Nine men who were charged could face up to 15 years in jail.
Jakarta Police have arrested over 50 men at an apartment in Kuningan, South Jakarta, after raiding an alleged ‘gay party’. The event itself was billed as a “gathering of men to promote independence” and people had to pay a fee of between $10 to $20 to attend.
Police apprehended around 56 people at the party, identifying nine of them as party organisers. These organisers all had different roles ranging from picking up guests to handling security.
The nine organisers have been charged under Indonesia’s anti-pornography law, meaning that they could face up to 15 years in jail. All of the others who were at the party were released without charge.
The police claimed that those arrested had been responsible for six different events around Jakarta, and that they confiscated condoms, scrubbing cream and sexual performance enhancers from the party.
Yusri Yunus, the spokesperson for the Jakarta Metro Police said: “Health protocols remain a priority. We did a rapid test and all of them were tested negative. Among the nine organisers, there’s one who has been infected with HIV but I can’t mention his name here. We will get back to the medical team to check everything”
He continued: “Their average ages are above 20 years old, several of them are above 40 years old. They didn’t look for profit but the pleasure from their community. [What we know about the participants so far] is that all are from Jakarta and some of them are even married [to women].”

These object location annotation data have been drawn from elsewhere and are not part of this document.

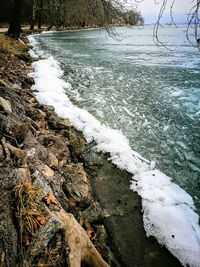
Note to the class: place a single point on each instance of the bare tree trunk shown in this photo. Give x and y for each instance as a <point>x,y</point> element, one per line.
<point>15,25</point>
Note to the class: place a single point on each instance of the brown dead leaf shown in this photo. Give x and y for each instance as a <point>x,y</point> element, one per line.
<point>25,240</point>
<point>50,199</point>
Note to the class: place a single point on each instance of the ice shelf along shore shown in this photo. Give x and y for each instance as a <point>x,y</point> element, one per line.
<point>168,211</point>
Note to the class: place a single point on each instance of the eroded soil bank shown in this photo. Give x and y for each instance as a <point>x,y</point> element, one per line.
<point>61,203</point>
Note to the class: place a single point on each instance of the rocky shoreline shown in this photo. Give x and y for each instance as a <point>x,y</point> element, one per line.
<point>53,185</point>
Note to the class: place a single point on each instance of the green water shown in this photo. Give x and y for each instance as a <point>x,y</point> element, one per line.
<point>152,94</point>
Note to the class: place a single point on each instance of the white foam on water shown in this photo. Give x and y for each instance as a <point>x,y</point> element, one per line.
<point>168,211</point>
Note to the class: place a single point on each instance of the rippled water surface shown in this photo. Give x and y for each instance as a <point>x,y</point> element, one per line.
<point>152,94</point>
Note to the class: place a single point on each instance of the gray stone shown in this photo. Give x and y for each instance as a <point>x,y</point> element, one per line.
<point>5,105</point>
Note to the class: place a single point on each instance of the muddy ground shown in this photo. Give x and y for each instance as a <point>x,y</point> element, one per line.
<point>60,200</point>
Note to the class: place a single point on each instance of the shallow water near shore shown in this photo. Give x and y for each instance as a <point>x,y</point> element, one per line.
<point>165,205</point>
<point>152,94</point>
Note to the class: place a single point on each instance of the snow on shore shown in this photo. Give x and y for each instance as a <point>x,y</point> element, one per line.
<point>168,211</point>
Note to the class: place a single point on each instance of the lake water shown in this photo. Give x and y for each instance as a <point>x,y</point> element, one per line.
<point>151,93</point>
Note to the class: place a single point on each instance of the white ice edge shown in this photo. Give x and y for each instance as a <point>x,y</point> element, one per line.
<point>168,211</point>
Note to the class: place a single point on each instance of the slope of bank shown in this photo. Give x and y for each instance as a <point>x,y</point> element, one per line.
<point>49,176</point>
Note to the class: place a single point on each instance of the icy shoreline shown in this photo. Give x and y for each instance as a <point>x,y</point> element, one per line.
<point>168,211</point>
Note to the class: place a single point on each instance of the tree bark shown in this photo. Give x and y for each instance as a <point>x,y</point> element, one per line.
<point>15,25</point>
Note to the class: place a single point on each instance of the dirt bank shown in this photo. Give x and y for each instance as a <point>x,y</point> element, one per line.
<point>61,203</point>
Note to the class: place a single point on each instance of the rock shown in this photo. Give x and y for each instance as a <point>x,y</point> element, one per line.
<point>45,170</point>
<point>44,235</point>
<point>2,157</point>
<point>76,184</point>
<point>77,142</point>
<point>57,145</point>
<point>5,105</point>
<point>57,123</point>
<point>3,83</point>
<point>94,213</point>
<point>52,160</point>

In a press release, Amnesty International’s Indonesia Executive Director, Usman Hamid, condemned the arrests, saying: “There is no legal justification for criminalising the behaviour these men are accused of.

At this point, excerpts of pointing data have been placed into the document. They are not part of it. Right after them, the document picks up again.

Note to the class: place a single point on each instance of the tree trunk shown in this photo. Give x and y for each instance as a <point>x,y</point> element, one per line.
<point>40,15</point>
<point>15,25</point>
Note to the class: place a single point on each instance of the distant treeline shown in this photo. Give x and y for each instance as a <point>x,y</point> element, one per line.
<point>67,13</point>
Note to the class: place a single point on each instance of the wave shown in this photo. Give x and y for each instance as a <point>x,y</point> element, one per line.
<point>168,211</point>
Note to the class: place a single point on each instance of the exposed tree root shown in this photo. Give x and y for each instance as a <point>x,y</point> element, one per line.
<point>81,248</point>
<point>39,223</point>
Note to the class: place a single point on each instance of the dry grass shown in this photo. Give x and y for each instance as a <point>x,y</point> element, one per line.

“Such a gathering would pose no threat to anyone. The authorities are being discriminatory and violating the human rights to privacy and family life, freedom of expression, and the freedom of assembly and association.
“Raids like these send a terrifying message to LGBTI people. We call on the authorities to release all people arrested in the party and drop all charges against them.
“They must also stop these arbitrary and humiliating raids and stop misusing laws against loitering or public nuisance to harass and arrest people accused of same-sex activity.
“No one should be targeted and arrested because of their actual or perceived sexual orientation and gender identity. The police should be keeping everyone safe, not stoking more discrimination.”
Homosexuality is legal in Indonesia, except for the Aceh region, however discrimination against the LGBTQ+ community is common.
Earlier this year, villas in Bali were raided by police for allegedly “catering” to the LGBTQ+ community. I Made Badra, the head of Badung’s cultural agency, a regency in Bali, said the existence of such villas would “taint” the tourism image that the island has.
Last year, the country was nearly successful in banning homosexuality, as it planned to criminalise sex outside of marriage, and same-sex marriage isn’t legal. However, voting on the bill was postponed following pressure from human rights groups and Australia.
Riska Carolina, the head of the legal division for LGBTQ group Arus Pelangi, said the group would fight to remove parts of the law that have “the potential for gross human rights violation, especially against the LGBT community.”
She added: “Regardless of the morality of the majority, the minority has the right to live as citizens in this country and we just want to live quietly.”